Un féminisme d'apparence [Spoilers]

Le sujet de Black Widow est classique et d'une limpidité sans pareil : la libération des femmes face au patriarcat blanc. En effet, Black Widow est confronté à un père incompétent (un super héros mythique - le Red Gardian- qu'il aurait été plaisant de plus fouiller), à l'incompétent et têtu général Ross, ainsi qu'à Dreykov l'incarnation du patriarcat dans un style qui rappelle Harvey Weinstein. Ce dernier contrôle les femmes par le biais d'une substance chimique qui est censé rappeler la manière dont le patriarcat tisse sa toile autour du corps féminin et de la femme plus généralement. La soumission qu'il exige, la violence physique qu'il exerce et son contrôle sur les femmes par le biais de phéromones ne rendent le propos que plus limpide (voir la scène de confrontation entre Dreykov et Romanoff). Il manque toutefois les violences sexuelles, arme principale du patriarcat pour que le propos soit complet. La résolution du film est littéralement la libération des femmes du système mondial mis en place par Dreykov (autrement dit le patriarcat). Par la suite, les femmes se soutiennent dans une sorte de sororité. Le seul homme ayant un rôle positif est le sidekick de Romanoff qui a pour vertu de ne pas être blanc et du coup d'être symboliquement meilleur que l'ancienne génération. Si le message est hautement d'actualité et efficace, il reste consensuel sans être révolutionnaire. En effet, Romanoff ne propose pas une vision du monde radicalement différente des autres Avengers. Le film est avant tout une succession de scènes de combat.
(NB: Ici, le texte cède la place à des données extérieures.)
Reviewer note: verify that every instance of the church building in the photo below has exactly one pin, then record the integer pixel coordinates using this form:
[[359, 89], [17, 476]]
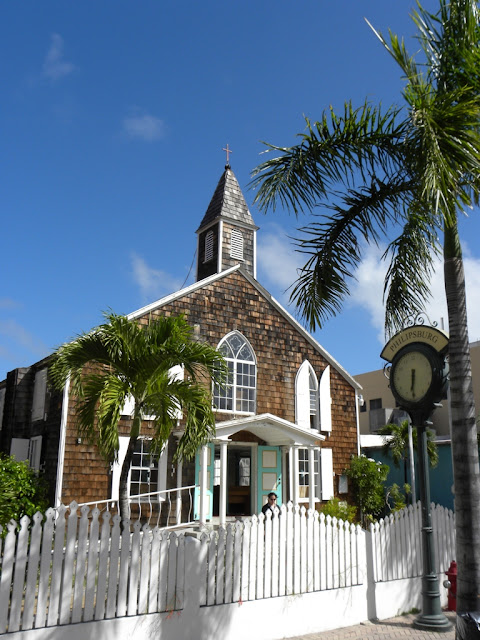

Faut-il comprendre que subissant ce système, elle est obligée d'exercer autant de violence que les hommes ? Romanoff est rusée, elle utilise un stratagème face à Dreykov mais l'ultime alternative reste la violence. De même, d'un point de vue méta, la mise en scène de Shortland reste super dynamique, on pourrait presque la qualifier de virile, peut-être pour se fondre dans le monde marvélien. Mais est-ce qu'une vision radicalement féministe n'impliquerait pas une révolution du genre qui va au-delà du simple mimétisme des codes masculins ?


En définitive, Black Widow bénéficie enfin de son film solitaire. Elle y mène un combat ouvertement féministe qui manque toutefois de profondeur sur le sujet. Le tout reste distrayant de part son rythme très (trop ?) soutenu.